Time & date 

Wednesday  July 16th,  2014 9:00pm Pacific Standard Time, Thursday July 17th 2014 9:00am Pakistan time, Thursday July 17th, 2014 12:00 noon Malaysian time, Thursday Jul 17th, 2014 1:00am Rio Standard Time.

Attendees

Invitees:

Anjum, Hassaan Khaliq, Kashif+, Raja+,  Johari-, Nara, Adnan+, Abdullah, Badrul, Ridzuan+, Ibrahim+, Hanan, Saqib+, Adib, Les+, Renan, Bebo+

+ Confirmed attendance

- Responded but  Unable to attend: 

Actual attendees:

Anjum, Kashif, Raja, Adnan, Ibrahim, Saqib, Les, Bebo

Administration

  • Anjum reports (6/23/2014) that "the proposal for conference has been submitted for approval and Pinger has been added in the agenda. Travel expenses for Les and Bebo have also been included in the conference proposal.
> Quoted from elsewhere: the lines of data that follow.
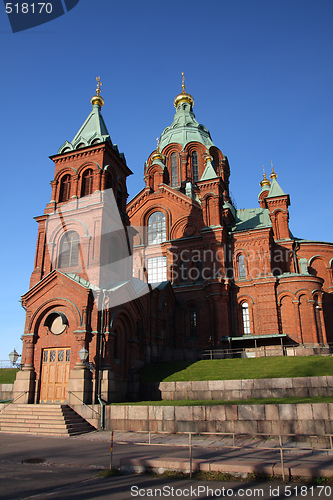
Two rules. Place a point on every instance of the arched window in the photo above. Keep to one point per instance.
(108, 181)
(87, 182)
(195, 169)
(156, 228)
(246, 318)
(115, 345)
(65, 188)
(199, 269)
(137, 330)
(69, 250)
(183, 271)
(193, 322)
(174, 170)
(241, 267)
(114, 250)
(157, 269)
(119, 197)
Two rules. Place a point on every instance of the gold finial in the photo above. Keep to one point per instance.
(184, 96)
(157, 155)
(99, 83)
(273, 174)
(208, 156)
(265, 181)
(98, 99)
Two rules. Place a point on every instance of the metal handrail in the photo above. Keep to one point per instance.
(209, 353)
(85, 404)
(280, 446)
(12, 400)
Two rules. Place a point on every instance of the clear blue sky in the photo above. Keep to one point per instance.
(260, 72)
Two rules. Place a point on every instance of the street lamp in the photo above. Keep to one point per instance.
(13, 357)
(83, 354)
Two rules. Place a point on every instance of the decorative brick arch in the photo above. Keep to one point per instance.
(56, 303)
(245, 299)
(289, 315)
(237, 254)
(150, 211)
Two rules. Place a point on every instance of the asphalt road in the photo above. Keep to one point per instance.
(68, 469)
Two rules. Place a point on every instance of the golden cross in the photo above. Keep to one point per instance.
(183, 85)
(99, 83)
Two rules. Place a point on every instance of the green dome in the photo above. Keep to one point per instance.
(185, 129)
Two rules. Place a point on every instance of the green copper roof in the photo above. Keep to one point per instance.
(275, 190)
(209, 172)
(185, 129)
(251, 218)
(93, 131)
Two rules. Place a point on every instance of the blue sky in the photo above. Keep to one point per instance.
(261, 75)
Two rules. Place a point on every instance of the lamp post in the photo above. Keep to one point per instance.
(13, 357)
(83, 354)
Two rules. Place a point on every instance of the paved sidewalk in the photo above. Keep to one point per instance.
(133, 453)
(216, 453)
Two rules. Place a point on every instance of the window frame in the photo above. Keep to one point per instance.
(157, 269)
(156, 230)
(73, 256)
(246, 321)
(65, 188)
(174, 169)
(195, 167)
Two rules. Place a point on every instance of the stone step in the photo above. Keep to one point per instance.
(12, 415)
(41, 423)
(47, 420)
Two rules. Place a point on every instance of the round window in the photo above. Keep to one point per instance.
(56, 323)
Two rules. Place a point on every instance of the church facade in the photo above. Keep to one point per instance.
(176, 270)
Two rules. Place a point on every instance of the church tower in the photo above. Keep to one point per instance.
(184, 209)
(84, 323)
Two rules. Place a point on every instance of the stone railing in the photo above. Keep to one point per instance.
(316, 419)
(229, 390)
(6, 392)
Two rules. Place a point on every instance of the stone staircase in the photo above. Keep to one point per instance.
(43, 419)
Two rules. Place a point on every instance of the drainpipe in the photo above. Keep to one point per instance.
(296, 246)
(99, 381)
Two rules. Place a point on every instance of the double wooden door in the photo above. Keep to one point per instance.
(55, 373)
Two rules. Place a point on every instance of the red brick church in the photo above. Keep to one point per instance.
(175, 271)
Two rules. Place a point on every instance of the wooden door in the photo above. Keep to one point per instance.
(55, 373)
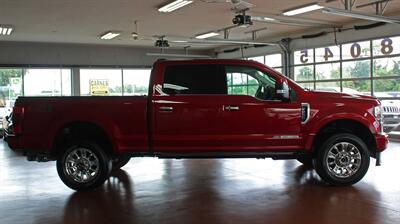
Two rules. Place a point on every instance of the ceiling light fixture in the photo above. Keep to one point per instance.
(268, 19)
(177, 55)
(174, 6)
(207, 35)
(341, 12)
(110, 35)
(6, 30)
(302, 9)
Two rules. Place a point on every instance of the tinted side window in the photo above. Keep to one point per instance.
(194, 79)
(242, 80)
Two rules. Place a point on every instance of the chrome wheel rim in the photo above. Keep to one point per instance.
(82, 165)
(343, 160)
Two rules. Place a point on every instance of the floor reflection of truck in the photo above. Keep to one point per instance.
(391, 108)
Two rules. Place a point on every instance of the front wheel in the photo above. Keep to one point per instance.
(83, 166)
(342, 160)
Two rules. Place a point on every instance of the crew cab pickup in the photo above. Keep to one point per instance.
(202, 109)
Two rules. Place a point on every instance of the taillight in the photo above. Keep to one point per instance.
(17, 116)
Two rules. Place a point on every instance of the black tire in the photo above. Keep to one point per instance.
(342, 160)
(120, 161)
(307, 162)
(83, 159)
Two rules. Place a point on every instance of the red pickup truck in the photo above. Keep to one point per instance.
(202, 109)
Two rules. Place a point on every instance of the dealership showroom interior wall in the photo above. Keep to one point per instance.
(54, 54)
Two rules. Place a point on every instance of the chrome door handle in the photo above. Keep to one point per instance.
(166, 109)
(231, 108)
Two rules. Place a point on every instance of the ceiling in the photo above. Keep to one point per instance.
(81, 22)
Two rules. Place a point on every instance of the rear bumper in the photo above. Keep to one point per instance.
(381, 142)
(14, 142)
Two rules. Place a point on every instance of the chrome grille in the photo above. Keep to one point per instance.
(391, 109)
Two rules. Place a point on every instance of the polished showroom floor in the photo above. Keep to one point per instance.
(150, 190)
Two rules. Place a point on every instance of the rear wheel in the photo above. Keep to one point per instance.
(342, 160)
(307, 162)
(83, 166)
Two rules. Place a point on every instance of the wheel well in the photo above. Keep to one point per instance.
(345, 126)
(81, 131)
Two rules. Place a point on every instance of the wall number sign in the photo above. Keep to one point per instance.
(355, 51)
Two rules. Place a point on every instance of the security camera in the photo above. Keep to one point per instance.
(242, 20)
(161, 43)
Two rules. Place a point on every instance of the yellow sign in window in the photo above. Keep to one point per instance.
(99, 87)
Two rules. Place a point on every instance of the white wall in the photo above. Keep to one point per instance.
(326, 40)
(50, 54)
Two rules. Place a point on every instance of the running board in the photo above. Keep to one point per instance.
(230, 155)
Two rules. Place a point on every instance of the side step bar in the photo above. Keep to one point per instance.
(230, 155)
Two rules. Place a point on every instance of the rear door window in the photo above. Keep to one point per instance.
(194, 80)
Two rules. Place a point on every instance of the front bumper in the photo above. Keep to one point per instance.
(381, 142)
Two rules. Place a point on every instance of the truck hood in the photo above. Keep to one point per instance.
(342, 96)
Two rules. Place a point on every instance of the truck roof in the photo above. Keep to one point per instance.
(210, 61)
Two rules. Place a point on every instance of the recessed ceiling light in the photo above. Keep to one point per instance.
(206, 35)
(110, 35)
(268, 19)
(302, 9)
(6, 30)
(377, 18)
(174, 5)
(179, 41)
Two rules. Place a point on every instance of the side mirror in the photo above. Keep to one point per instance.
(282, 90)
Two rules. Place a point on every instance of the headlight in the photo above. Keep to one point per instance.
(379, 118)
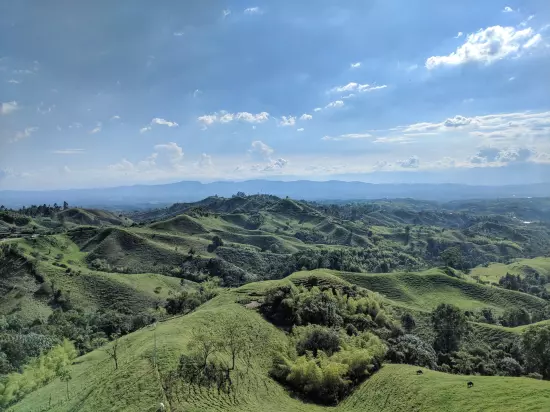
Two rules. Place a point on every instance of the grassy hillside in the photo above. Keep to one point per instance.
(136, 385)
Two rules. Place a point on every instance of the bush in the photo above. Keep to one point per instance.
(314, 338)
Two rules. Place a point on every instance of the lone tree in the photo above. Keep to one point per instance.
(113, 350)
(408, 322)
(536, 346)
(450, 326)
(65, 376)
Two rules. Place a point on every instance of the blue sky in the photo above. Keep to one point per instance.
(105, 93)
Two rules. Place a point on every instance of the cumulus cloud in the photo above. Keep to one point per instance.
(68, 151)
(166, 157)
(335, 104)
(226, 117)
(97, 129)
(260, 150)
(287, 121)
(252, 10)
(502, 155)
(8, 107)
(356, 87)
(205, 161)
(350, 136)
(487, 46)
(164, 122)
(412, 162)
(24, 134)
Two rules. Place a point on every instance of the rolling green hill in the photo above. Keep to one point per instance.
(136, 385)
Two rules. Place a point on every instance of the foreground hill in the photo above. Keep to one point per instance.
(137, 383)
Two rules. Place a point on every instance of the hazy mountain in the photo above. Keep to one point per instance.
(187, 191)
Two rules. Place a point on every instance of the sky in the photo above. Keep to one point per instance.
(103, 93)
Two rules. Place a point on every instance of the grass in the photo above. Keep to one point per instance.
(135, 385)
(494, 271)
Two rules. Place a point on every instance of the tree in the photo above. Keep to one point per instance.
(65, 376)
(536, 346)
(453, 258)
(450, 326)
(113, 350)
(408, 322)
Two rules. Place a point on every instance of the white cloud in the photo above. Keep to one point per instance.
(356, 87)
(487, 46)
(411, 163)
(252, 10)
(226, 117)
(68, 151)
(205, 161)
(42, 109)
(260, 150)
(349, 136)
(8, 107)
(335, 104)
(487, 155)
(273, 165)
(287, 121)
(97, 129)
(164, 122)
(166, 157)
(24, 134)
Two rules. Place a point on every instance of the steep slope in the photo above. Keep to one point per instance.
(137, 383)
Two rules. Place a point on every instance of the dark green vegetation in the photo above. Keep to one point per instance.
(458, 288)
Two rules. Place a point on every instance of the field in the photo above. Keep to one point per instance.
(131, 265)
(136, 386)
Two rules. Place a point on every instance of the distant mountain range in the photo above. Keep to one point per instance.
(141, 196)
We are awaiting the proposal approval.Prof. Abdullah Gani says we shall get the approval soon (7/16/2014). Once the approval is given the venue for the conference can be at UM or UUM.
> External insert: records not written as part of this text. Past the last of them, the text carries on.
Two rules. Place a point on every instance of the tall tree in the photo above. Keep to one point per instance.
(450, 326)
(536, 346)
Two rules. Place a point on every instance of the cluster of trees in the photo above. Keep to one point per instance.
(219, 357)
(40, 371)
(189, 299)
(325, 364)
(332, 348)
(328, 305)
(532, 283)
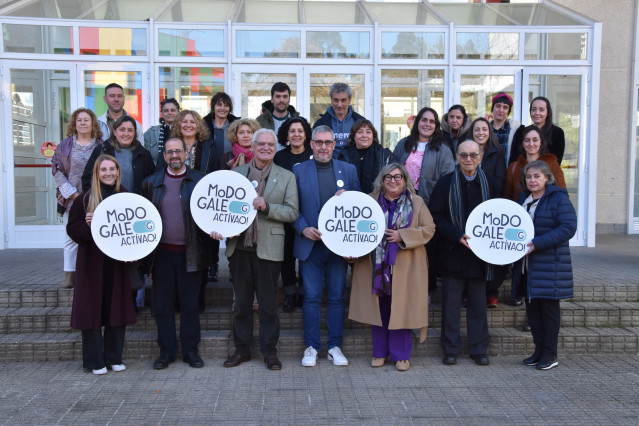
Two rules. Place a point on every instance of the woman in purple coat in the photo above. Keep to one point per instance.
(102, 296)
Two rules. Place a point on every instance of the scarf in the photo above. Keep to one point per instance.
(241, 156)
(456, 205)
(398, 214)
(255, 174)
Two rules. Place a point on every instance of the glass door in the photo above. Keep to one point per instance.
(41, 101)
(566, 90)
(252, 87)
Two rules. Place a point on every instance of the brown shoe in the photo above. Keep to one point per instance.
(69, 280)
(236, 359)
(272, 362)
(377, 362)
(402, 365)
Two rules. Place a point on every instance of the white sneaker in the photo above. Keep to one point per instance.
(335, 354)
(310, 357)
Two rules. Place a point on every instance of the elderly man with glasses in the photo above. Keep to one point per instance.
(453, 199)
(318, 179)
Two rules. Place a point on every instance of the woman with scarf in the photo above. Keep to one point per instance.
(240, 134)
(366, 153)
(102, 296)
(155, 136)
(67, 166)
(390, 285)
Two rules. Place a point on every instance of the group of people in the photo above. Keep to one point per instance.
(430, 182)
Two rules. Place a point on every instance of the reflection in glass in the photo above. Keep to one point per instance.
(477, 92)
(178, 42)
(113, 41)
(404, 93)
(334, 44)
(256, 89)
(192, 87)
(564, 93)
(320, 86)
(259, 44)
(549, 46)
(40, 109)
(497, 46)
(405, 45)
(37, 39)
(131, 81)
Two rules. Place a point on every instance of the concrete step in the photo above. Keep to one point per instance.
(573, 314)
(217, 345)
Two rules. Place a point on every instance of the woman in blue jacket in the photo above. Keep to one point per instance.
(544, 275)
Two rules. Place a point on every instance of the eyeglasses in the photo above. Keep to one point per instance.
(465, 155)
(397, 178)
(321, 143)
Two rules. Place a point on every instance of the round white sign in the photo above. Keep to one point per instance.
(126, 226)
(223, 202)
(352, 224)
(499, 231)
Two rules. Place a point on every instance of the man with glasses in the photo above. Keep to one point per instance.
(180, 260)
(318, 179)
(453, 199)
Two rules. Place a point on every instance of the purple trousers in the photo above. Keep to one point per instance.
(396, 343)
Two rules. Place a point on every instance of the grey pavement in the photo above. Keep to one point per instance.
(582, 390)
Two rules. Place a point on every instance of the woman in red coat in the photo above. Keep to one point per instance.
(102, 294)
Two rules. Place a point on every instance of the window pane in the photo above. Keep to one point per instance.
(556, 46)
(333, 44)
(477, 92)
(192, 87)
(40, 109)
(404, 93)
(37, 39)
(131, 81)
(259, 44)
(113, 41)
(256, 89)
(396, 45)
(320, 99)
(564, 93)
(190, 42)
(497, 46)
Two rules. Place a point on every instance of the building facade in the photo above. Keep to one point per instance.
(58, 55)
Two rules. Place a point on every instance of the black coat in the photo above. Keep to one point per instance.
(454, 259)
(368, 168)
(143, 165)
(197, 241)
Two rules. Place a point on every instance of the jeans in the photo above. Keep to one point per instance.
(321, 266)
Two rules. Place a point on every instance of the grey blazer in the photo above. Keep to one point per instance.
(280, 195)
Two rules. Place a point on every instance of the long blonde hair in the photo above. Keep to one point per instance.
(95, 194)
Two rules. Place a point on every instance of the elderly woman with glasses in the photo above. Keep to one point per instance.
(390, 285)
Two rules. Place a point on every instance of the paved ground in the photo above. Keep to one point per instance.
(581, 391)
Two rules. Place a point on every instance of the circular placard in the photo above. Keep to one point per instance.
(126, 226)
(223, 202)
(499, 231)
(352, 224)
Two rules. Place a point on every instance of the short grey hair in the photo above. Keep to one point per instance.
(340, 88)
(322, 129)
(261, 132)
(543, 167)
(378, 185)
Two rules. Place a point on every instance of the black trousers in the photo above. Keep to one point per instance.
(544, 317)
(476, 321)
(98, 353)
(171, 282)
(289, 276)
(252, 275)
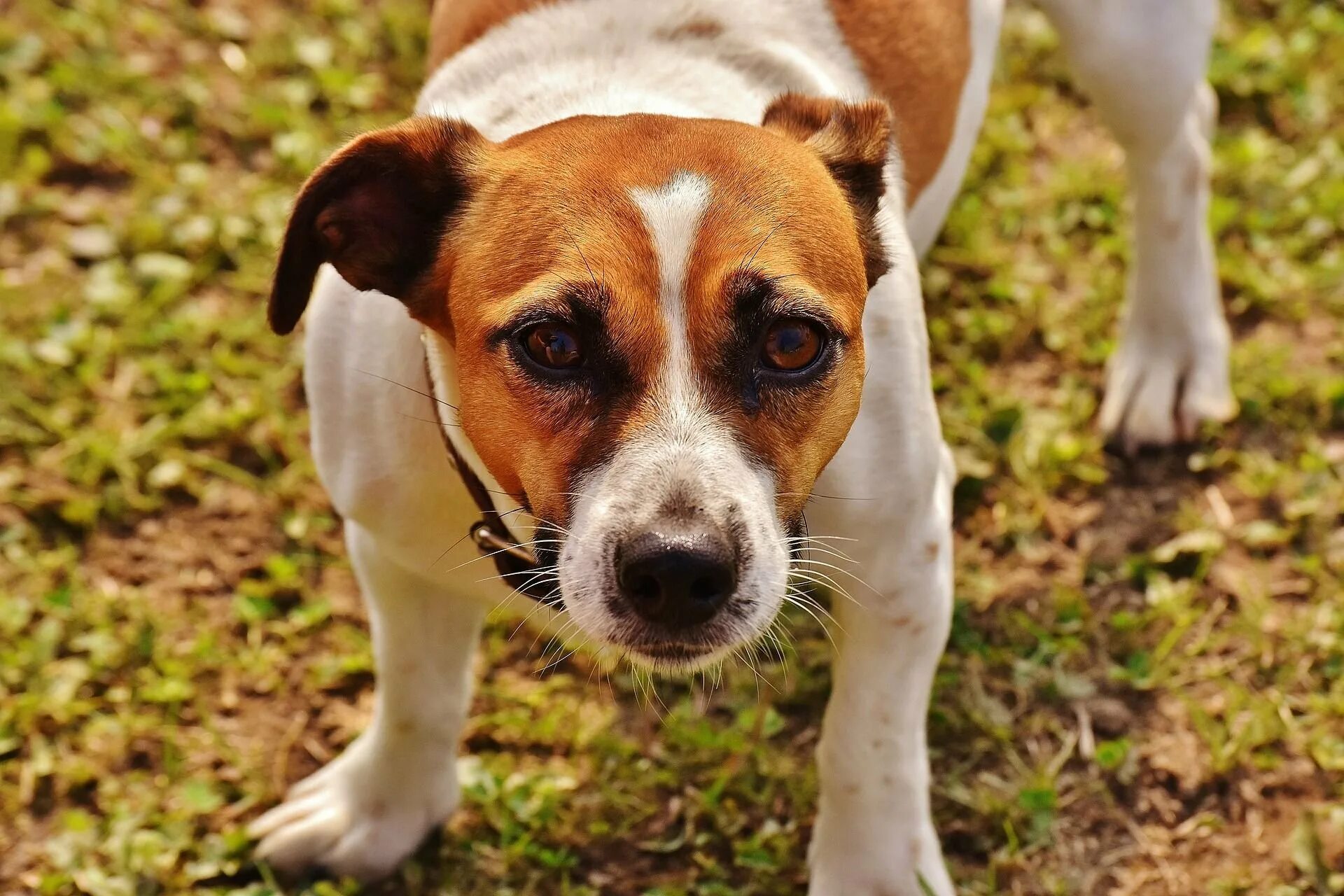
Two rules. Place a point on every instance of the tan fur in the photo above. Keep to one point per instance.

    As discussed earlier, the only twist here is that Pinger will be seen as a case study for big data. This is good in a sense that people interested in doing research in the domain of big data can deploy pinger monitoring nodes at their respective universities/organizations and in return, play around with the data. We agreed that it looked like the 25th would be a good day for the PingER workshop. Les should be able to make it from Burkina Faso, and Bebo should be able to get back to the US for Thanksgiving.  There would be back to back presentation on how PingER gathers, archives data, what data there is, the data types, how to access etc.  by Les followed by Bebo on Google Tools for Big data.
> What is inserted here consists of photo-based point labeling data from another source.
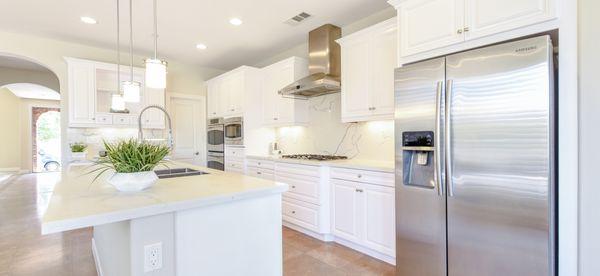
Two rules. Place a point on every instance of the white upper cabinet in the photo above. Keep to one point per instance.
(430, 28)
(429, 24)
(227, 92)
(81, 93)
(91, 86)
(278, 110)
(368, 62)
(485, 17)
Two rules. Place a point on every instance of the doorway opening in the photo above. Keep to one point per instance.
(45, 131)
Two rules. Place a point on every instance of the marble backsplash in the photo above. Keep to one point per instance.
(94, 137)
(326, 134)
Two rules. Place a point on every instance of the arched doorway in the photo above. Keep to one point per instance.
(45, 124)
(29, 109)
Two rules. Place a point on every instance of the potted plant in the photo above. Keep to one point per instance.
(133, 163)
(78, 151)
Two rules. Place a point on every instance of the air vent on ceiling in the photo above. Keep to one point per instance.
(297, 19)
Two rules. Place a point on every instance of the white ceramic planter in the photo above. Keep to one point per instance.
(133, 182)
(78, 156)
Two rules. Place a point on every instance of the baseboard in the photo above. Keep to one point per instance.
(96, 258)
(367, 251)
(331, 238)
(318, 236)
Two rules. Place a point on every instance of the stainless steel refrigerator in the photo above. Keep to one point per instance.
(475, 165)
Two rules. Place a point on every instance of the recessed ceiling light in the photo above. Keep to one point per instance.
(235, 21)
(88, 20)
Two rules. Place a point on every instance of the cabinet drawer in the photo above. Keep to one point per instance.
(234, 152)
(260, 173)
(371, 177)
(260, 163)
(300, 215)
(234, 166)
(122, 120)
(104, 119)
(297, 169)
(301, 188)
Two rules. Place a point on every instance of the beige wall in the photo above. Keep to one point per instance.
(15, 122)
(10, 140)
(589, 134)
(182, 78)
(43, 78)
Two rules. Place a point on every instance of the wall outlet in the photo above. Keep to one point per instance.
(152, 257)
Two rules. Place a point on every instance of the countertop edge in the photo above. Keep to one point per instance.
(156, 209)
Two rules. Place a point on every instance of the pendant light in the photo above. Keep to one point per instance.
(117, 102)
(156, 69)
(131, 88)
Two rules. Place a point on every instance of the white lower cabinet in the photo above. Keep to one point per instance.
(364, 213)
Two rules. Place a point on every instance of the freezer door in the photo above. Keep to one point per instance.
(500, 160)
(420, 203)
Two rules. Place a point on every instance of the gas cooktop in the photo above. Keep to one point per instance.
(318, 157)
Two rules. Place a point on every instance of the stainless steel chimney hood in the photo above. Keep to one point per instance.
(324, 65)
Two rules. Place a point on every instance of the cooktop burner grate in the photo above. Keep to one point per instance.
(318, 157)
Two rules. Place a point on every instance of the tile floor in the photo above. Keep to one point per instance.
(23, 251)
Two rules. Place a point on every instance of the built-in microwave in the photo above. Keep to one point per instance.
(234, 131)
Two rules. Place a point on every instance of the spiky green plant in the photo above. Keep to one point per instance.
(130, 156)
(78, 147)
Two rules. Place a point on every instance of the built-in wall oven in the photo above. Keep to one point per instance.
(216, 146)
(234, 131)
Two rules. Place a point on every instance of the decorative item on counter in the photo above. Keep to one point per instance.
(78, 151)
(133, 163)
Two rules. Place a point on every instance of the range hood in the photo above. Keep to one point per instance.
(324, 65)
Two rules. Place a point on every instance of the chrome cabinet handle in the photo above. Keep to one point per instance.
(448, 138)
(437, 139)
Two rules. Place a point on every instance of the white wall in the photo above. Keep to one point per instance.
(589, 134)
(182, 78)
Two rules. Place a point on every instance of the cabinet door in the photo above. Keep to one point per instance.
(486, 17)
(429, 24)
(381, 72)
(236, 93)
(355, 75)
(346, 210)
(379, 225)
(212, 100)
(81, 93)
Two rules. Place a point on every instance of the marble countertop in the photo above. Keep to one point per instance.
(362, 164)
(77, 202)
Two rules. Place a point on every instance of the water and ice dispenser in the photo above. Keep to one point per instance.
(418, 158)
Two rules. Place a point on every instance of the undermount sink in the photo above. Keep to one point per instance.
(179, 172)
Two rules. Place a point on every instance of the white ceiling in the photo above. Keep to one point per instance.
(32, 91)
(19, 63)
(184, 23)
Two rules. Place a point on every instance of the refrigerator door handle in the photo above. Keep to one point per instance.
(437, 137)
(448, 138)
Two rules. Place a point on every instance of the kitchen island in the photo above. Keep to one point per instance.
(213, 224)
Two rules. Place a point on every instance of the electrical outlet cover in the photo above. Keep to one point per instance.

  • Anjum suggested putting together a paper on metrics provided by PingER for Sigmetrix. The due date is in November.

Renan

Les met with Renan and his superviser (Maria Luiza Campos). The minutes are at: https://confluence.slac.stanford.edu/display/IEPM/20140703+Meeting+between+UFRJ+and+SLAC

Luiza has set up a small project in the UFRJ Reference center to provide big data analysis/mining of PingER multidimensional data

Luiza has proposed three approaches to provide big data analysis/mining of PingER multidimensional data:

  1. Conventional. Utilization of Pentaho environment to handle big multidimensional data, which enables utilization of enhanced user interfaces.
  2. Linked Data. Benchmarking of more sophisticated Triple Stores than the one we use today at PingER LOD (Sesame). Preferably, we should analyze parallel and distributed solutions. CumulusRDF is an example.  
    1. Renan is investigating an alternative to Hadoop, which utilizes a Scientific Workflow Management System and makes use of Map/Reduce paradigm to help both querying and provenance of the Linked Data (RDF) data.
    2. Ibrahim is investigating an approach that utilizes Hadoop Map/Reduce in a Key/Value store with PingER data in RDF.
  3. Utilization of Greenplum (http://en.wikipedia.org/wiki/Greenplum). This is an intensive high performance database from EMC with many features such as caching. It is partly from the EMC acquisition of Pivotal. There is also a DBMS called Grindplan that explores lots of features using Pivotal.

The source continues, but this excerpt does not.